Put the chocolate mixture into a suitably-sized baking dish and cover with mini marshmallows. Broil for long enough for the tops of the marshmallows to toast. Serve it right away.

If you want this to be somewhat sophisticated (or as sophisticated as anything covered with marshmallows can aspire to) you can add a tablespoon or so per cup of chocolate of whatever liquor you fancy. (Personally I prefer something non-sweet, like whiskey, but suit yourself.) If, like me, you aren’t a fan of super-sweet, use up to half baking chocolate. If the chocolate mixture seems really bitter, even taking into account all the marshmallow that is going to be on it, use a sweet liqueur or a flavoring syrup.

Happy eating—even if you just decide to go to Costco…





  • Cold_Old_Steelers_Fan

    The roast veggies sounds great. I am a fan of Herbes de Provence and I use a similar method of preparing both potatoes and butternut squash (I think I will try growing it next summer).

    For this Supper Bowl Sunday we will be serving Gondola Pizza (a local brand that is a bit oily but my kid likes it) and hamburger, corn and rice cassarole with potatoes replacing the rice (my niece wants to try something different). There will also be a birthday pie and giant chocolate chip cookie (my kid prefers it to a birthday cake). If you haven’t guessed, we will be celebrating two birthdays. The SB will not be on TV (If it was the Steelers then it would most definitely be on).


  • Since the Steelers aren’t in it, there’s nothing Super about this Super Bowl.

    Homer is has spent the last three days on the gulf course in Palm Desert – and had a solid if unspectacular round this morning. He is watching the first half in his hotel room, and will head over to the Japanese steak house for the sunset special of Steak and Shrimp.

    They say this is the ultimate football game, but if that’ so, why are they having another one next year?


    • Cold_Old_Steelers_Fan

      I don’t know if you missed much. The NFL got the ending it wanted.

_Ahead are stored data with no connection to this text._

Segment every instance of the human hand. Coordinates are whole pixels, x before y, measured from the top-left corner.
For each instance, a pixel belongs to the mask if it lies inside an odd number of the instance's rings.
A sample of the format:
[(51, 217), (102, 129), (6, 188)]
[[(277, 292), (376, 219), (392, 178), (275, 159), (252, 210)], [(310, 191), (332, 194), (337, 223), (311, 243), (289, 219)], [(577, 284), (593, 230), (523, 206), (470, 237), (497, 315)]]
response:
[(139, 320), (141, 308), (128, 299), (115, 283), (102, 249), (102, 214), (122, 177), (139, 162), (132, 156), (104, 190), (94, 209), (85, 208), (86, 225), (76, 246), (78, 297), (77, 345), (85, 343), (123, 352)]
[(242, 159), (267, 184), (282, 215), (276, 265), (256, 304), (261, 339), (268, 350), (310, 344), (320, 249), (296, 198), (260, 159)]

      • Well, almost the ending it wanted. Manning didn’t retire on the stage like we all thought we would. I think that the NFL would have loved for that to happen. Instead, he’ll draw it out for a few weeks until he can have a big press conference to himself about it. Not saying he doesn’t deserve the attention after the career he’s had, but the whole world thought him onstage with the Lombardi in his hand would have been the best way to retire.